By July 19, 2008

Review Nokia E71

E71Following on from the E61,E61i and E62 Nokia have released a largely updated model E71 with new form factor with some exciting new innards. I’ve only been using the Nokia E71 for a few days now and it is my first experience of the Nokia Symbian operating system. My experience is limited to a couple of years on Sony Ericsson, Palm and for the last two years Windows Mobile. Here is an idea of what to expect from Nokia’s business class phone.

Nokia E71 Specifications:

Size – 114 x 57 x 10 mm, 66 cc
Weight – 127 g
Battery life – Standard battery, Li-Po 1500 mAh (BP-4L
Display size – TFT, 16M colors, 320 x 240 pixels, 2.36 inches
OS Compatibility Symbian OS 9.2, Series 60 v3.1 UI
Storage Card slot microSD (TransFlash), up to 8GB, hot swap – 110 MB internal memory
Memory – 128 MB SDRAM Memory
Processor – ARM 11 369 MHz processor
Connections – GPRS (Class 32, 100 kbps), HSCSD, EDGE (Class 32, 296 kbps) 3G (HSDPA, 3.6 Mbps), WLAN (Wi-Fi 802.11 b/g), Bluetooth (v2.0 with A2DP), Infrared port, USB (v2.0 microUSB)
Messaging SMS, MMS, Email, Instant Messaging
Camera – 3.15 MP, 2048×1536 pixels, autofocus, video(QVGA@15fps), flash; secondary videocall camera
GPS Built-in GPS receiver, A-GPS function
Other features – Java MIDP 2.0, MP3/AAC/MPEG4 player, Office applications, FM radio, Push to talk, Voice command/dial, Built-in hands free


I’ve only been using the Nokia E71 for a few days now and it is my first experience of the Nokia Symbian operating system. My experience is limited to a couple of years on Sony Ericsson, Palm and for the last two years Windows Mobile.

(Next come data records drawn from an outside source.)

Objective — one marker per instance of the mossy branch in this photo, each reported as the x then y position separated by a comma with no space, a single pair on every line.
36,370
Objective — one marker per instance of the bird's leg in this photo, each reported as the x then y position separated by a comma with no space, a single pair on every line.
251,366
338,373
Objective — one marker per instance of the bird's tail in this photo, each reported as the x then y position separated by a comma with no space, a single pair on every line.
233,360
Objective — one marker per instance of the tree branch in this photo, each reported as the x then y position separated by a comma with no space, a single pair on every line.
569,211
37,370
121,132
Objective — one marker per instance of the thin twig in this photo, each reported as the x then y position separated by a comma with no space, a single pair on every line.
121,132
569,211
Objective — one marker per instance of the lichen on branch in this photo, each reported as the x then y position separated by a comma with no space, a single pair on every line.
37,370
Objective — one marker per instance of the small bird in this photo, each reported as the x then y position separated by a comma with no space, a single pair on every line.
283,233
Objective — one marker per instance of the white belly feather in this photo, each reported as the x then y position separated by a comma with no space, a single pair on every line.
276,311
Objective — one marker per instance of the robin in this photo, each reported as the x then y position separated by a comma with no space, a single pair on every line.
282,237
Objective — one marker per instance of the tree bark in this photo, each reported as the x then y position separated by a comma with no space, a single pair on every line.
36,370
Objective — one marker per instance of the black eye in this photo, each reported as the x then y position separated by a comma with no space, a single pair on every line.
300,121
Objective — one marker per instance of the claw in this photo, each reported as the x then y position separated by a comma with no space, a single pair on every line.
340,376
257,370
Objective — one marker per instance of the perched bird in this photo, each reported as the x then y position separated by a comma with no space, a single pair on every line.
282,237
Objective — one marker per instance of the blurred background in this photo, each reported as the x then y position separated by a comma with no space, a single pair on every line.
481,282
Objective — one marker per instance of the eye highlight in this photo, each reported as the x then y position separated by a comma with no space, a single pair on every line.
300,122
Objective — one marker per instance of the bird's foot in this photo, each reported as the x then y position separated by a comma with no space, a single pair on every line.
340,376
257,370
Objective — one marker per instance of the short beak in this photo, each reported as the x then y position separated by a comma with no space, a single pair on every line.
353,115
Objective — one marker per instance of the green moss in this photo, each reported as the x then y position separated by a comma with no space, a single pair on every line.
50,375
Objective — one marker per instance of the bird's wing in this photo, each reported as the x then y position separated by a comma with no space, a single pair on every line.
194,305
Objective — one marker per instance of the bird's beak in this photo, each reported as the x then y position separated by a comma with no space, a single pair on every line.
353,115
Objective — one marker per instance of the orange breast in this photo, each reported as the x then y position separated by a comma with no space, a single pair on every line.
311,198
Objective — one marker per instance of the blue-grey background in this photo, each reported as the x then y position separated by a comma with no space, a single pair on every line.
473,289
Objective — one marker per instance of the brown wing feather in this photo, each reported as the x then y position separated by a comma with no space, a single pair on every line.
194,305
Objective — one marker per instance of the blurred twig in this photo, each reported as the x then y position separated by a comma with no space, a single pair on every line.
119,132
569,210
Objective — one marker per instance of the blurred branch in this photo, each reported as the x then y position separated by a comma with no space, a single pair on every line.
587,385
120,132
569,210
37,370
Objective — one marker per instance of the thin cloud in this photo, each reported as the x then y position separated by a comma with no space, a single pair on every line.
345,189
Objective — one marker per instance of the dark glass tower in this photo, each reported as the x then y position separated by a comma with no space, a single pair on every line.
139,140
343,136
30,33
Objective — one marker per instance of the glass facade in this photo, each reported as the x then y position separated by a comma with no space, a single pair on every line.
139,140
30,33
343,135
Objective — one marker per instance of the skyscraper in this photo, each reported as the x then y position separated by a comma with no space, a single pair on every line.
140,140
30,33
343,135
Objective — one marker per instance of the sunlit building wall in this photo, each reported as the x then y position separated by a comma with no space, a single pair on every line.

First up you’ll notice just how attractive this phone is. You could simply mistaken it for a new Blackberry or perhaps more loosely a Palm Treo. It is just a beautiful design. It doesn’t stop there. The phone is solid, plastic is used minimally in favour of a metal casing. The use of metal and chrome gives the phone nice balance of weight. It certainly isn’t heavy but weighted enough to feel good in one’s hand. The chrome however does give the phone one of its few housing flaws, it is a finger print magnet. After a day’s use the phone appears less silver, more metallic brown with a hint of blue as the oils from people’s finger tips discolour the metal. A cleaning cloth is essential yet not provided.

Nokia E71 (10)  NYX

Another design flaw is the battery access. There are two buttons either side of the device. When pushed the back plate is unclipped. However, you can push one quite easily by accident leaving the back plate sitting out. If the other is pressed the plate will fall and the battery is likely to come with it. NYX

Around the device there are various button and accessories to note. On the top there is a bright red button that acts as both the on/off button and a profile changer. Also on the top is the external speaker. There seems to be a piece of cloth acting as the usual protective mesh covering the speaker and might not last a long as some people will be wanting to use this phone for.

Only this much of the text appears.